Tenancy Services’ data shows around 4000 bonds are usually lodged in Auckland each month when it’s not the particularly busy January/February period.
January and February are exceptional but these are also the months when students rent places at the start of the tertiary year and many people relocate to Auckland for professional or family reasons.
Last April, bond lodgement fell dramatically to around 1641 bonds paid. But that was due to Covid when the city was in the national five-week lockdown declared towards the end of March.
Rental bond data has been kept from January 1993 up till February and was last updated in March. The March figures are yet to be released.
Tenancy law underwent a major overhaul this year.
On February 11, the Government ended no-cause terminations, meaning landlords can only cite an extremely new narrow range of reasons for evictions.

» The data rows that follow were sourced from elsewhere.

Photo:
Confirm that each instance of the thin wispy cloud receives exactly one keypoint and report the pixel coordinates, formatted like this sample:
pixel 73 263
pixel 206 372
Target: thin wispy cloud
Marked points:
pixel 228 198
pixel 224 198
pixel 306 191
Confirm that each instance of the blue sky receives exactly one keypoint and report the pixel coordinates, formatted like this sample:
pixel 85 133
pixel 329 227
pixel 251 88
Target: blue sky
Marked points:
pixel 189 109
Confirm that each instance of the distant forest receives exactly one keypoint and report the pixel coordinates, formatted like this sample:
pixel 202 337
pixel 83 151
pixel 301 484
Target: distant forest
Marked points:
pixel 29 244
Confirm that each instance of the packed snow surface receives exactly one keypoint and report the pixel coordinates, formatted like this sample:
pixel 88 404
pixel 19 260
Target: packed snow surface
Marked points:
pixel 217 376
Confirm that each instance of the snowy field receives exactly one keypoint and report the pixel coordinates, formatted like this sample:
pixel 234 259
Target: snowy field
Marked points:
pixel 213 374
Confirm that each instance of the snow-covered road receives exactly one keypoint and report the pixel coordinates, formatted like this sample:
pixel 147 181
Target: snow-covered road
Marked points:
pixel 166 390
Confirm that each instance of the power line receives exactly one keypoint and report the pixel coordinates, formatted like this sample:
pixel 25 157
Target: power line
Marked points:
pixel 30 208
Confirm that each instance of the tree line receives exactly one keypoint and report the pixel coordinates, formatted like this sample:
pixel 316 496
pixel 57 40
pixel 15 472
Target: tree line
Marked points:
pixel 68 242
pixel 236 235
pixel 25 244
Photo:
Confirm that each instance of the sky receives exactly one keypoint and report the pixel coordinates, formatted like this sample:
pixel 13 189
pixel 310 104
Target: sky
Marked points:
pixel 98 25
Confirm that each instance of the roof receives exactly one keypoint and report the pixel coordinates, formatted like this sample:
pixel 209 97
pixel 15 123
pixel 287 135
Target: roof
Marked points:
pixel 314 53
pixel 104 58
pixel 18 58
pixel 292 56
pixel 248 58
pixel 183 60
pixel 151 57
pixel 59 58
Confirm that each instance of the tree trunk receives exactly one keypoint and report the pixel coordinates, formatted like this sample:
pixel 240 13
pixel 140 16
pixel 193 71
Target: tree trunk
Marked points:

On March 23, the Government announced an end to what Finance Minister Grant Robertson called “tax loopholes” -deductions for mortgage repayment costs. The brightline test was also extended from five to 10 years, meaning investors must pay their full applicable tax rate on capital gains within a decade.
New rental home standards come into effect in just two months.
On July 1, the new Healthy Homes standards come into force: Tenancy Services says all private rentals must comply within 90 days of any new or renewed tenancy after that date.
That law change demands insulation, heating and ventilation of a certain standard and all private rentals with existing tenancies in place must comply by July 1, 2024.
Sharon Cullwick, Property Investors Federation executive officer, said the Government appeared to hate landlords, bringing in the raft of changes which she sees not so much pro-tenant as anti-investor.
She is concerned about the new healthy homes standards and how that will affect the market, putting yet further pressure on landlords.
The availability of materials and equipment is also a worry, she said.
Heat pumps were already being sold on a limited basis, she said.
Landlords who sought large orders were not getting those filled and some suppliers asked for perhaps 50 new heat pumps were only selling 10 to any one party at a time, she said.